Nymboida kayakers, brothers Clayton and Sebastian Young chase the rapids at the Nymboida Canoe Centre. Photo Contributed NO RESALE
Nymboida kayakers, brothers Clayton and Sebastian Young chase the rapids at the Nymboida Canoe Centre. Photo Contributed NO RESALE Contributed

Nymboida landmarks under review

THE futures of two of Nymboida's landmark attractions, the canoe centre and hydro-electric power station are looking shaky.

Last week signs near crossroads at South Grafton directing traffic to the canoe centre were taken down, although who is responsible is not clear.

Clarence Valley mayor Richie Williamson said the low water flows in the Nymboida in recent months would make operating the canoe centre impossible.

The canoe centre operates on Goolang Creek, which can only produce viable flows when water from the Nymboida River is released through the power station.

However, the power station has not operated since May and owner Essential Energy is reviewing its commercial viability.

It is understood one of the key factors is its inability to attract green credits because of its age.

"The power station has to start producing electricity again," Mayor Williamson said.

"It's unbelievable today, with all the publicity about renewable energy sources that we have a hydro-electric power station not producing electricity."

The mayor said the Nymboida Canoe Centre was also a vital tourist attraction to the region, but understood the low water flows in recent months would work against it.

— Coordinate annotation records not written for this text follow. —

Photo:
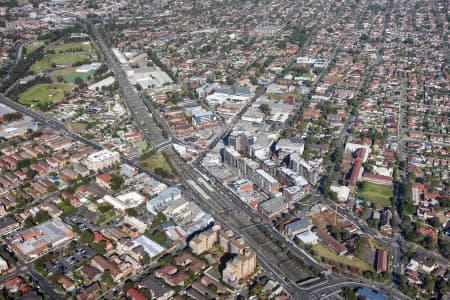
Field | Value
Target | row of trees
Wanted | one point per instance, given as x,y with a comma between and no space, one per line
21,67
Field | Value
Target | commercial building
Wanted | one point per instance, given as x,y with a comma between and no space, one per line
274,207
243,264
308,238
201,116
240,140
102,159
309,170
231,157
297,227
158,289
266,182
153,249
286,145
37,240
125,201
205,240
331,242
240,267
161,202
3,265
342,192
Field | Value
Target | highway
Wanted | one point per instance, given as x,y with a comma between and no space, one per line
149,122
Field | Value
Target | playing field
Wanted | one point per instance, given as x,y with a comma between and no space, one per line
375,193
72,47
33,46
46,62
322,251
45,92
83,75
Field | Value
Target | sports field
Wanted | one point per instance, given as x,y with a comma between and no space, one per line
46,62
83,75
45,92
72,47
375,193
33,46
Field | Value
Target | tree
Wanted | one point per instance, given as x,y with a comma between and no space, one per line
78,81
31,173
99,247
435,222
145,260
86,237
265,109
28,222
212,287
41,216
107,278
161,172
116,182
348,294
128,285
132,212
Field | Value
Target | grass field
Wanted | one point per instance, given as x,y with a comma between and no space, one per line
322,251
66,47
33,46
45,92
46,62
63,72
156,161
375,193
84,75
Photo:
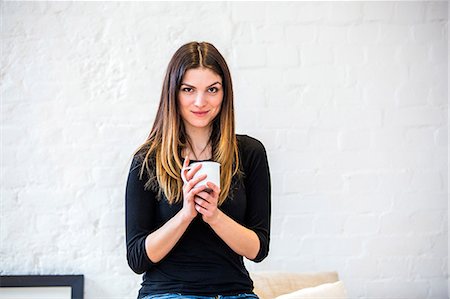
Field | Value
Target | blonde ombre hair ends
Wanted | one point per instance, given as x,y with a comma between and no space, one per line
168,137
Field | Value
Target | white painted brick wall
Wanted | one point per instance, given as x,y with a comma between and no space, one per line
350,99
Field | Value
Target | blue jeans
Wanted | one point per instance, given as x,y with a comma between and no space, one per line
179,296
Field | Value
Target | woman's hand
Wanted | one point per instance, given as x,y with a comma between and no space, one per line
189,189
206,203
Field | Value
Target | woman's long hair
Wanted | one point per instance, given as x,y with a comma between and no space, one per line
163,147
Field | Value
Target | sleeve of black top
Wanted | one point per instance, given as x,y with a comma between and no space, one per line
139,206
258,191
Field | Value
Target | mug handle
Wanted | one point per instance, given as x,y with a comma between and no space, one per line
183,177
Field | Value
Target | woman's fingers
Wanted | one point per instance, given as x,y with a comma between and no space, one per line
189,172
213,187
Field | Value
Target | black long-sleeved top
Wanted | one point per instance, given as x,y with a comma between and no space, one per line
200,263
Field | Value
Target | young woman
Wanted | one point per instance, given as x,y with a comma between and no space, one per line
188,241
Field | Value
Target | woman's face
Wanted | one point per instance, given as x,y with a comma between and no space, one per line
200,98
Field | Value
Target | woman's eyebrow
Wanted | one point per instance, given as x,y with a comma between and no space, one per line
192,86
215,83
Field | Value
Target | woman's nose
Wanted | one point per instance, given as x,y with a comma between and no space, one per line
200,99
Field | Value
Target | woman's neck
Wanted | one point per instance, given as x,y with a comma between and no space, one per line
199,147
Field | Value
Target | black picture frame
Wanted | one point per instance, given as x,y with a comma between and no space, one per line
75,282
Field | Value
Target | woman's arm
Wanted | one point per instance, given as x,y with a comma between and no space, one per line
252,238
160,242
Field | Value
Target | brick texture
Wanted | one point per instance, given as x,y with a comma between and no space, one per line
350,99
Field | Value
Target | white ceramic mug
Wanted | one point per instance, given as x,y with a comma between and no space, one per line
210,168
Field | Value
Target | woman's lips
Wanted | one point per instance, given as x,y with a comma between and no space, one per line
200,113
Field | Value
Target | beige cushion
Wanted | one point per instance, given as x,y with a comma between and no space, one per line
333,290
269,285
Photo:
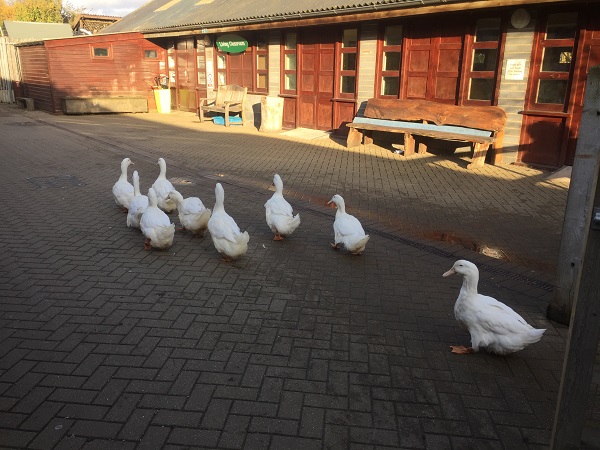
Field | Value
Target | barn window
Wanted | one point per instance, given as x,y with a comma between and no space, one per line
348,52
482,54
389,62
101,52
289,54
551,63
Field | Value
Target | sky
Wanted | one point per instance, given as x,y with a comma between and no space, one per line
118,8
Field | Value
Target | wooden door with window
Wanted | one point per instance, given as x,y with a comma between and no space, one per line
432,61
589,49
316,83
549,108
186,74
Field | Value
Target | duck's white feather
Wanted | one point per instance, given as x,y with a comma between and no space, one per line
492,324
224,231
193,215
279,213
156,225
347,229
138,204
123,189
162,186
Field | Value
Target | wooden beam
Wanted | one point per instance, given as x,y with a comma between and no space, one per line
582,343
578,210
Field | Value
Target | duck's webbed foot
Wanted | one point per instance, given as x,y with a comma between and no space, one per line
461,349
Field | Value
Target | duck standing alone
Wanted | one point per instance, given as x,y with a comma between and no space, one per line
162,186
123,189
492,324
193,215
279,212
138,204
156,225
347,229
225,233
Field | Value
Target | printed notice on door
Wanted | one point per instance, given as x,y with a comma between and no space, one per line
515,69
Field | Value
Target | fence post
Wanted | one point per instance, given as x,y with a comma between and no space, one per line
584,329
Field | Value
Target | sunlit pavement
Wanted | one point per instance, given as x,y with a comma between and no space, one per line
293,345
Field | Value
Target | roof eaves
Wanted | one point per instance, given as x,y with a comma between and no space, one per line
301,14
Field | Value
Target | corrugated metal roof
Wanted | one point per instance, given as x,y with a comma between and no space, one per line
170,14
36,31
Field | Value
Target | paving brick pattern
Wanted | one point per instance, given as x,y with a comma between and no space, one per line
295,345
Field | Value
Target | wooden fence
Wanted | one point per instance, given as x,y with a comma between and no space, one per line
9,70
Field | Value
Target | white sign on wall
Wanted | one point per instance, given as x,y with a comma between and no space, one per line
515,69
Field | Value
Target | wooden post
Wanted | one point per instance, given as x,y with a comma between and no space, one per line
578,212
584,330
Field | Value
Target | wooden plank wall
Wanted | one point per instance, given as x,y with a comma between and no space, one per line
76,73
66,68
8,70
35,76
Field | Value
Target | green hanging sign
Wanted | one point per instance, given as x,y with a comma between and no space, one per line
232,43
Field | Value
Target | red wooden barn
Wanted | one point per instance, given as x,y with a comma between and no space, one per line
120,66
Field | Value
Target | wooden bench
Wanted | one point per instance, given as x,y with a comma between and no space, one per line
230,98
480,125
25,102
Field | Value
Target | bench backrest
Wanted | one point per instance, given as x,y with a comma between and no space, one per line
492,118
230,93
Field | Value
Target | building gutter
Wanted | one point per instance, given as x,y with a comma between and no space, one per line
360,13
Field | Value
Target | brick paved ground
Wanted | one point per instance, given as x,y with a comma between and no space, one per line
106,345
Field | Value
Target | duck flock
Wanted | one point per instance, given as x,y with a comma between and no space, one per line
492,325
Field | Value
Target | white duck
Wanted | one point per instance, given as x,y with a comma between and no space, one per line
123,189
138,204
225,233
192,213
492,324
156,225
279,212
347,229
163,187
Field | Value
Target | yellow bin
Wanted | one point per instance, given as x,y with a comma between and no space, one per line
163,100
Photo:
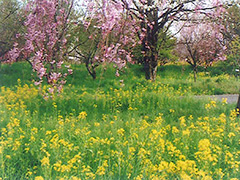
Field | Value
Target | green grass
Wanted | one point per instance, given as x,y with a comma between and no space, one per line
103,129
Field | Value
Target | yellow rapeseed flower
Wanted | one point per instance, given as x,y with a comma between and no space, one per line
45,161
39,178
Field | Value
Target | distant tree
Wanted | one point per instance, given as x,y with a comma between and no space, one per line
201,45
11,24
83,48
46,25
165,45
148,18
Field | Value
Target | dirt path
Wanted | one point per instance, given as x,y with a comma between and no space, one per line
231,98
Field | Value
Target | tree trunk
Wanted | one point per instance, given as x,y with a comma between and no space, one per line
238,105
150,68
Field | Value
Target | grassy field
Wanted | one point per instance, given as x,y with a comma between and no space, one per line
119,127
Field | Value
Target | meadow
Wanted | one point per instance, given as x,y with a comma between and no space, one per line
119,127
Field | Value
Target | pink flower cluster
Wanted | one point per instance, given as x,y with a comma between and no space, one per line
45,42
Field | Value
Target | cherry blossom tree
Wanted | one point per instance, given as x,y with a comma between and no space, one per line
146,19
201,45
46,25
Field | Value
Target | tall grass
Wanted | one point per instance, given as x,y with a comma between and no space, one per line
112,129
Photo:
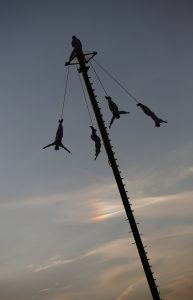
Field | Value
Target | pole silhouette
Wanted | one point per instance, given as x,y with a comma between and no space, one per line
82,60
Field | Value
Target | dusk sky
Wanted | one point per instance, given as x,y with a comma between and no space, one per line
63,234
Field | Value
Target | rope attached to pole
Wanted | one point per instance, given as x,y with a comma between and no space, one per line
62,112
85,100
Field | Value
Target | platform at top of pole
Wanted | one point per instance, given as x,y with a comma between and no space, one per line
89,56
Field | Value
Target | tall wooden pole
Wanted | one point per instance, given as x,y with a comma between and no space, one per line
125,199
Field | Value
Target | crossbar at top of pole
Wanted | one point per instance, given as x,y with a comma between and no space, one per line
108,147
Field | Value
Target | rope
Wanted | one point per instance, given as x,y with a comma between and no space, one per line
62,112
85,100
98,79
112,77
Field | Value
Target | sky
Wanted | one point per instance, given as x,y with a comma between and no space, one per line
63,233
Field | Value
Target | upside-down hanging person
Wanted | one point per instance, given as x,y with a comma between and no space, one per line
151,114
97,141
58,139
115,111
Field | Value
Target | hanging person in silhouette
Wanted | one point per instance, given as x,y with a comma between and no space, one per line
58,139
97,141
151,114
77,45
115,111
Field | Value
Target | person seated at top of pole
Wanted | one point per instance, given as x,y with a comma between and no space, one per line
115,111
151,114
77,45
58,139
97,141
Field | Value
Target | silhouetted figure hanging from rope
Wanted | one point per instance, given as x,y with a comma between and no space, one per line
77,45
151,114
97,141
58,139
115,111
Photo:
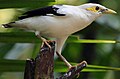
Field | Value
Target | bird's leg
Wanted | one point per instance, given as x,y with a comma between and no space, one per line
37,33
65,61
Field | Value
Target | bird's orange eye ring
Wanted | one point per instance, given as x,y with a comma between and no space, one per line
97,8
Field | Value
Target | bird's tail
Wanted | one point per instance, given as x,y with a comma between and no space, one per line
9,25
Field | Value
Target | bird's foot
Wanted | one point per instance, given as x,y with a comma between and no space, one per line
47,43
78,68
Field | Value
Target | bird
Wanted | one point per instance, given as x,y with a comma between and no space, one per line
59,21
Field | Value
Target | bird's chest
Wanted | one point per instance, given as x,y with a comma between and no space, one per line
66,26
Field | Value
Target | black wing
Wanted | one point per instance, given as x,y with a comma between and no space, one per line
42,12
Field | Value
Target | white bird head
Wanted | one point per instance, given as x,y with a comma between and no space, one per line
92,9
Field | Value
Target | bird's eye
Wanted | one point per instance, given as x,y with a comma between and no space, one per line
97,8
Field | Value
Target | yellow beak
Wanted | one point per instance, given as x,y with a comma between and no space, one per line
109,11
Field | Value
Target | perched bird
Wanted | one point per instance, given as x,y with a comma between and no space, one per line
59,21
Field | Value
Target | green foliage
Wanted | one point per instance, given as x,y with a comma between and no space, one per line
107,52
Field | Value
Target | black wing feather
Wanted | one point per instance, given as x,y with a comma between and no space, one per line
41,12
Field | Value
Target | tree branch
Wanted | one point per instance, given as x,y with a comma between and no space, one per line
42,66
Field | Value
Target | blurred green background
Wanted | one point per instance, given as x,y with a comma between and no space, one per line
17,45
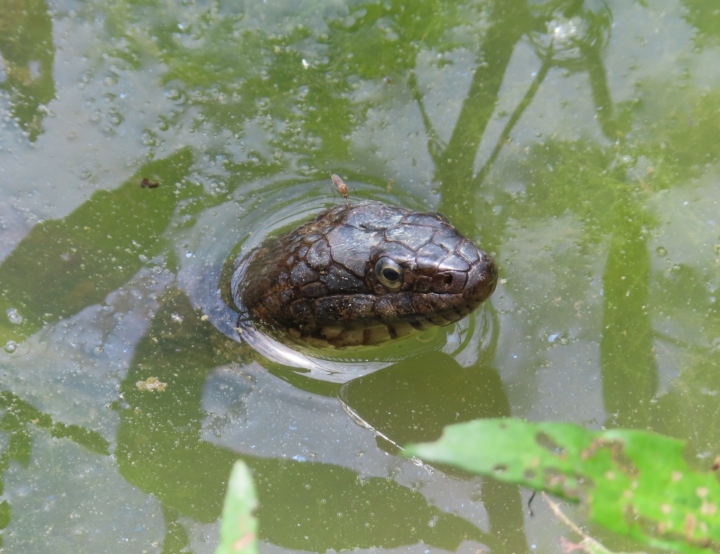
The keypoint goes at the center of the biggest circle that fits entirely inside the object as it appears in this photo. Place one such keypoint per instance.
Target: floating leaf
(238, 530)
(635, 483)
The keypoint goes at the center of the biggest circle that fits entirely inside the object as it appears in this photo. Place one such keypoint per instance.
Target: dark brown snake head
(364, 273)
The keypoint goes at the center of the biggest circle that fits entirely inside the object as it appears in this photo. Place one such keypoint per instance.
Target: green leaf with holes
(635, 483)
(238, 528)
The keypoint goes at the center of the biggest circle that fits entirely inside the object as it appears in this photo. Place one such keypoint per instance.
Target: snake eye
(389, 273)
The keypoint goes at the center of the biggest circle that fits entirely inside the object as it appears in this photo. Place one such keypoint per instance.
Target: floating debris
(148, 184)
(151, 384)
(14, 317)
(340, 185)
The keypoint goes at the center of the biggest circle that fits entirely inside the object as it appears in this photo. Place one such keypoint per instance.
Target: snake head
(364, 273)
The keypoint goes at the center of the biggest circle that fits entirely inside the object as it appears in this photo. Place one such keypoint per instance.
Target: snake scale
(363, 273)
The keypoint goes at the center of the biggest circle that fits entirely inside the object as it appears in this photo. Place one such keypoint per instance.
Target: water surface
(576, 141)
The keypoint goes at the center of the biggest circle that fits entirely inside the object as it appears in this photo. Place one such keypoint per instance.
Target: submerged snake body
(364, 273)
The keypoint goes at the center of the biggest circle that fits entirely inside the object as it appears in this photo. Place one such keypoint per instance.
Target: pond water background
(576, 141)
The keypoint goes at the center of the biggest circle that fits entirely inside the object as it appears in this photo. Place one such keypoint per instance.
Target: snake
(363, 273)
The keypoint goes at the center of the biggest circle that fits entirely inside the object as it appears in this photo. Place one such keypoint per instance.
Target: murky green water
(577, 141)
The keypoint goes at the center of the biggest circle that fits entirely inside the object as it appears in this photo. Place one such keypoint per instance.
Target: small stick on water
(340, 185)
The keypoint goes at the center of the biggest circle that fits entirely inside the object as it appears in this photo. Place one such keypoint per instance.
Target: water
(577, 143)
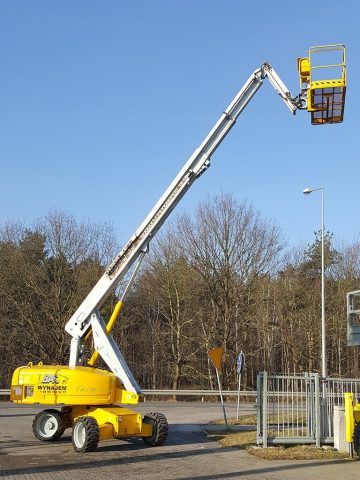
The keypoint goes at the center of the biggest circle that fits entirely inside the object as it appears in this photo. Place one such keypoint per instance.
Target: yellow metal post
(349, 417)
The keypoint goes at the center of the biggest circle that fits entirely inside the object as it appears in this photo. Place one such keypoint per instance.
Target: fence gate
(294, 409)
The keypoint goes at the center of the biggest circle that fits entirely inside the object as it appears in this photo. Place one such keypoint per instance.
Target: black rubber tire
(85, 435)
(160, 429)
(66, 413)
(48, 425)
(357, 439)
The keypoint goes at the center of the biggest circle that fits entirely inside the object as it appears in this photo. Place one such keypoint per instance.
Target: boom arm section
(80, 322)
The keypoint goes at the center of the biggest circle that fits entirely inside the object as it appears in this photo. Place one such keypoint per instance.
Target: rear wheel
(48, 425)
(85, 436)
(160, 428)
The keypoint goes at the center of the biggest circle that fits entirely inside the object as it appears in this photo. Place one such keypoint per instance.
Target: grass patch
(246, 440)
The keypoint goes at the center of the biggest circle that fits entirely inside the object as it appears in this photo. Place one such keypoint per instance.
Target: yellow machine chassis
(113, 421)
(89, 398)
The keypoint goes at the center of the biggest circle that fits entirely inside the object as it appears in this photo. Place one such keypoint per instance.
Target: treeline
(218, 278)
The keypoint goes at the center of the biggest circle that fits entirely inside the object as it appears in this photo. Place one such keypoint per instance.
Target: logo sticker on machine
(52, 383)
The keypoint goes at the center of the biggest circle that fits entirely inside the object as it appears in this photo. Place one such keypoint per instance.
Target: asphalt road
(187, 454)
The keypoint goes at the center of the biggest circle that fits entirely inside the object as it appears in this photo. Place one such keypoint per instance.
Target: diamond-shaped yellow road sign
(215, 356)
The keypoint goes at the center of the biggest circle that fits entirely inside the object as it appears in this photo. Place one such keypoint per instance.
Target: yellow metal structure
(90, 399)
(58, 384)
(113, 421)
(324, 83)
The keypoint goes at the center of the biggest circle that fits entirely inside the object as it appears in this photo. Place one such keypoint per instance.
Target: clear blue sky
(101, 103)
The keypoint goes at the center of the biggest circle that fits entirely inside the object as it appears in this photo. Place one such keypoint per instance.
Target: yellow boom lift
(91, 398)
(352, 409)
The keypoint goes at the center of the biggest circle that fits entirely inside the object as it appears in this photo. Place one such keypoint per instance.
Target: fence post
(264, 410)
(317, 410)
(258, 407)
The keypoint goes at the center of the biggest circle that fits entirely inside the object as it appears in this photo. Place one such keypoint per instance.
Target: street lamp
(307, 191)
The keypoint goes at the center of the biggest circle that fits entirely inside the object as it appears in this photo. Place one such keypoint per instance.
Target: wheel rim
(79, 435)
(47, 425)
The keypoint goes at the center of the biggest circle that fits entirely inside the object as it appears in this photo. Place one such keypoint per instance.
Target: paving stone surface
(186, 455)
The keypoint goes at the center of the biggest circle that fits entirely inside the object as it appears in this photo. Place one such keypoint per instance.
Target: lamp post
(307, 191)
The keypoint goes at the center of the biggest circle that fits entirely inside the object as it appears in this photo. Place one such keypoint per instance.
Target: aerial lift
(90, 396)
(352, 409)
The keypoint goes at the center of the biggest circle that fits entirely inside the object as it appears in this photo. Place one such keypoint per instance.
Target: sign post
(215, 356)
(240, 364)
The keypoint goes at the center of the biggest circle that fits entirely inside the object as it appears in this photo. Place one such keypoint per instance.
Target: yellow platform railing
(325, 83)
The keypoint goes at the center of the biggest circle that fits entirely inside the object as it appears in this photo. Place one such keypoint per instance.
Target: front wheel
(48, 425)
(85, 436)
(160, 429)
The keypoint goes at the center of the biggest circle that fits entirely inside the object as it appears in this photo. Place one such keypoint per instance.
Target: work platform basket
(323, 77)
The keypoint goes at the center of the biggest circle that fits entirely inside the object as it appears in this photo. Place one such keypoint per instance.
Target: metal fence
(299, 408)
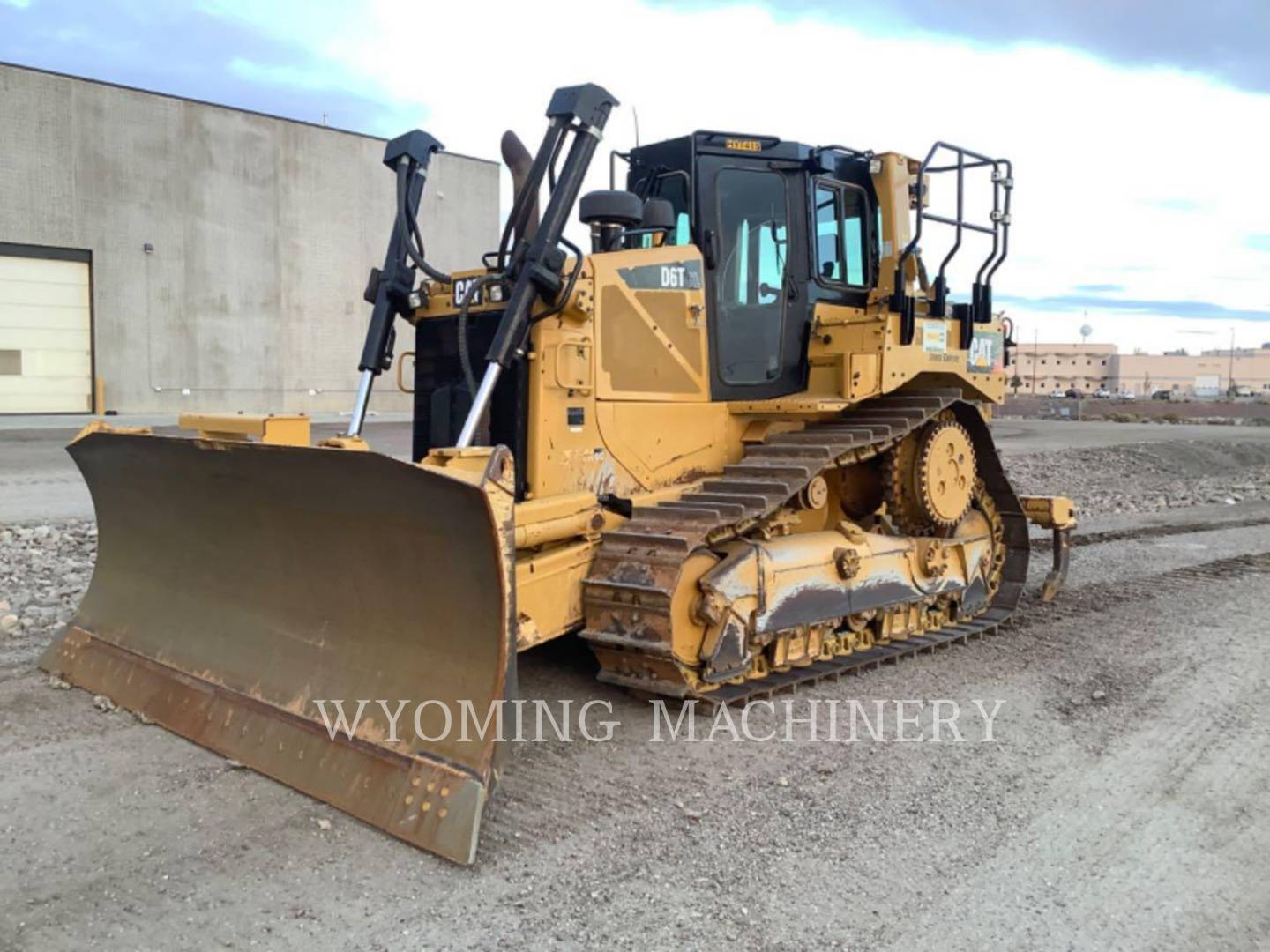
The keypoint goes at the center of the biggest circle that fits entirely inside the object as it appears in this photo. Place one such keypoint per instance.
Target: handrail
(979, 310)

"Their activity is limited by the water flows, so it's difficult to see how they could operate unless we get some serious rain in the next few months," he said.

Cr Williamson said he had not heard anything about the removal of signage.

Essential Energy said its review could take around 12 months, but would continue an "environmental flow" of 10 megalitres a day down Goolang Creek.

"Essential Energy will continue to maintain an environmental flow of 10 megalitres a day for the ecology of the creek however we cannot increase the flow above this amount while the power station is out of operation."

The canoe centre's operations were dealt a blow earlier this year when floodwaters caused a bulkhead in the tunnel containing pipes to the power station to blow out.

A torrent of mud and debris was deposited in the creek damaging features on the canoe course.

Phone calls to the centre have not been answered.